A residência de Máxima di Guida fica localizada estrategicamente entre o antigo Posto de Saúde da Calheta e a antiga Esquadra. Portanto, no centro dos acontecimentos mais babados. Os casos mais cabeludos da aldeia não escapavam aos olhares atentos desta mulher, que quase numa lenda se transforma. Mal a assistente Alicina do Posto de Saúde da Calheta transmitia as informações relativas ao falecimento de fulano ou beltrano, Máxima di Guida se encarregava de noticiar a aldeia, através do seu choro‑cantado. Apesar dessa sua vocação em encenar o choro, o que Máxima di Guida gosta mesmo é de grandes festas e anedotas. As estórias verdadeiras da aldeia, muitas se encontram salvaguardada na sua memória. Teve contactos privilegiados, familiares, com figuras estóricas de Cutelo Miranda, e nunca esteve desactualizada sobre a vida da aldeia. Ainda hoje, vivendo na pacata Calheta, onde nem há incêndios, nem escândalos maiores, apenas teatro de rua sob a animação de populares enfadados, o seu posto de trabalho lhe mantém actualizada acerca dos nascimentos e dos óbitos, que não deixam de ser factos demasiado valiosos para as tardes de conversas afiadas, atrás da casa de Nhu Nuna e Nha Diminga, onde a aldeia espera incansavelmente pelo regresso das lanchas, agora mais vazias do que cheias.

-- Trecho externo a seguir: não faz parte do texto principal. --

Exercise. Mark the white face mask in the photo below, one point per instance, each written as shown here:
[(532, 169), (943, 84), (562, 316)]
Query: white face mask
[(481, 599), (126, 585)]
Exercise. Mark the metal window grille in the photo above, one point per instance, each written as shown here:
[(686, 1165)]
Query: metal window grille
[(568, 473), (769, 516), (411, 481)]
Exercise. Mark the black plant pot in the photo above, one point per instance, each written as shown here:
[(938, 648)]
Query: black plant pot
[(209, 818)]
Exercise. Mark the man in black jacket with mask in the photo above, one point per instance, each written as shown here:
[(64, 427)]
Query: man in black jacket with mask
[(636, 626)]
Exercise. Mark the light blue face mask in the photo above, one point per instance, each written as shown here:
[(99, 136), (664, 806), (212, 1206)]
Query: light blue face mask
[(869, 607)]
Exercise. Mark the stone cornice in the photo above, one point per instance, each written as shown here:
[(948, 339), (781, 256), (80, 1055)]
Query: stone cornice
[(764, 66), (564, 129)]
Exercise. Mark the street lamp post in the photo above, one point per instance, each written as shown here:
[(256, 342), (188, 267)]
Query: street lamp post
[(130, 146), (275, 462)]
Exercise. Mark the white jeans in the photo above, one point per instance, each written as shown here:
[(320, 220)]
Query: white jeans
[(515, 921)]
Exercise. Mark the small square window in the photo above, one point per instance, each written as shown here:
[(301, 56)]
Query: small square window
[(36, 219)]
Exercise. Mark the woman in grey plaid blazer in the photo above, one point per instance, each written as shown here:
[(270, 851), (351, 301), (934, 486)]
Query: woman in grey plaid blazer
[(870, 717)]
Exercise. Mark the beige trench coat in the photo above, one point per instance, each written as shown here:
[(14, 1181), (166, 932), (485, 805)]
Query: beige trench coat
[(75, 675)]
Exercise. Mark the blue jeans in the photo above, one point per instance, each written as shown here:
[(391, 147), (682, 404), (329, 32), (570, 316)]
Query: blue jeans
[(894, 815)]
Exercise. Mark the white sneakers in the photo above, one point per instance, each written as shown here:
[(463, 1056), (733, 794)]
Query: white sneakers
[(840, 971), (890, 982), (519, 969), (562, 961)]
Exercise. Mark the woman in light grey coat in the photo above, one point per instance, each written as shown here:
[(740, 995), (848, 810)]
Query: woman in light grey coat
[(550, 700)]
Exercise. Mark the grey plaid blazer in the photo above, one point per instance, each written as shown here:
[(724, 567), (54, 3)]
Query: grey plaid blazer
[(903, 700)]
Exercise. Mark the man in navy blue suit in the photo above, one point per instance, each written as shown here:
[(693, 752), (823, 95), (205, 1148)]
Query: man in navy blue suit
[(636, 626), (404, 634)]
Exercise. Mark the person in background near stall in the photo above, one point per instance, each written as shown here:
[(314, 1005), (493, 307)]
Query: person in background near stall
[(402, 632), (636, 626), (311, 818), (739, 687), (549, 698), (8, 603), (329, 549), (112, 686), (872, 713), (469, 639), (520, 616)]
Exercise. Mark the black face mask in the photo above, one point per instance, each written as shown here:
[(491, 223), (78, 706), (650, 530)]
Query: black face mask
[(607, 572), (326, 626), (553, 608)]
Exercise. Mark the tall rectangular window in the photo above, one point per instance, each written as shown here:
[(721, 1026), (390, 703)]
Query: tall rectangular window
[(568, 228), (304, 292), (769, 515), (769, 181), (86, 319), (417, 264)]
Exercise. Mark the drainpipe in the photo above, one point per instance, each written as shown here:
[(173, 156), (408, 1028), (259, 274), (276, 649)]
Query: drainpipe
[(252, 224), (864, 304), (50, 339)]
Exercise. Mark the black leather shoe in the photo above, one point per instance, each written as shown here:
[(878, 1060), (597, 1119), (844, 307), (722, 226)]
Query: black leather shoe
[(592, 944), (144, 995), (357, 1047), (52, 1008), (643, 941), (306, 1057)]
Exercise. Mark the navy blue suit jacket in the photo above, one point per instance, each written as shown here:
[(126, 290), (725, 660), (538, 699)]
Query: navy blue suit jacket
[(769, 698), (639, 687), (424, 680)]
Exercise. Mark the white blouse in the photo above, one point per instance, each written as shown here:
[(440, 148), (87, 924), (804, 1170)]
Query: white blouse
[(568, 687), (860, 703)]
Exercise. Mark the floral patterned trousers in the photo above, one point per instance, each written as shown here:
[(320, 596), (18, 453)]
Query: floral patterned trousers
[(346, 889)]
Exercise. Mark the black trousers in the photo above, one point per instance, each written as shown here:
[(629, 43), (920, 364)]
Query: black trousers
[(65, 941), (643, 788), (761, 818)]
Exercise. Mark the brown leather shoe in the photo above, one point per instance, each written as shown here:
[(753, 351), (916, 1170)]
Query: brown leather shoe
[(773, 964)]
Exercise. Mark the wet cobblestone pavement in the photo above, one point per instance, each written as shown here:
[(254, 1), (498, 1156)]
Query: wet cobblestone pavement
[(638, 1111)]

Nunca foi homenageada pelos serviços prestados à aldeia. Com este post tento remediar esse esquecimento, recordando também a sua atenção desinteressada dedicada às crianças da minha geração, nas horas mais perigosas da aldeia – o regresso da escola. Mas não é para falar da localização estratégica da residência de Máxima di Guida e dos seus gestos de solidariedade que escrevo este post. Escrevo para falar da consciencialização desta mulher sobre a difícil luta da mulher-rural para uma vida decente. Escutei, em primeira-mão, as reivindicações de Máxima di Guida, os seus relatos reais sobre as dificuldades que muitas mulheres da minha vila enfrentam para educar e sustentar as suas crianças, muitas sem nenhuma contribuição da figura masculina. A desresponsabilização paternal e o peso que recai sobre as mulheres é hoje alvo de críticas acentuadas, sem que contudo sejam criadas políticas públicas para aliviar a situação das mulheres. Se estas continuam as mais pobres, é tanto por falta de oportunidades de emprego, como também por causa dos custos avultados que têm com o seu agregado familiar. É sobretudo no meio rural que a situação das mulheres encontra-se mais agravada, onde a percentagem das que chefiam famílias monoparentais é mais alta, sendo as possibilidades de emprego menores do que nos meios urbanos. Na minha vila, hoje já não existem as Frentes de Alta Intensidade de Mão-de-Obra, também já não existem os serviços da antiga cooperação austríaca que empregavam mais de 100 homens e mulheres da aldeia. Uma mão cheia de homens e de mulheres se encontra no desemprego, sendo que o desemprego atinge mais às mulheres. Sem recursos para financiarem os estudos das suas crianças, agora com custos adicionais relativas à formação superior no país, na maioria dos casos sem qualquer tipo de apoio das instituições nacionais e locais.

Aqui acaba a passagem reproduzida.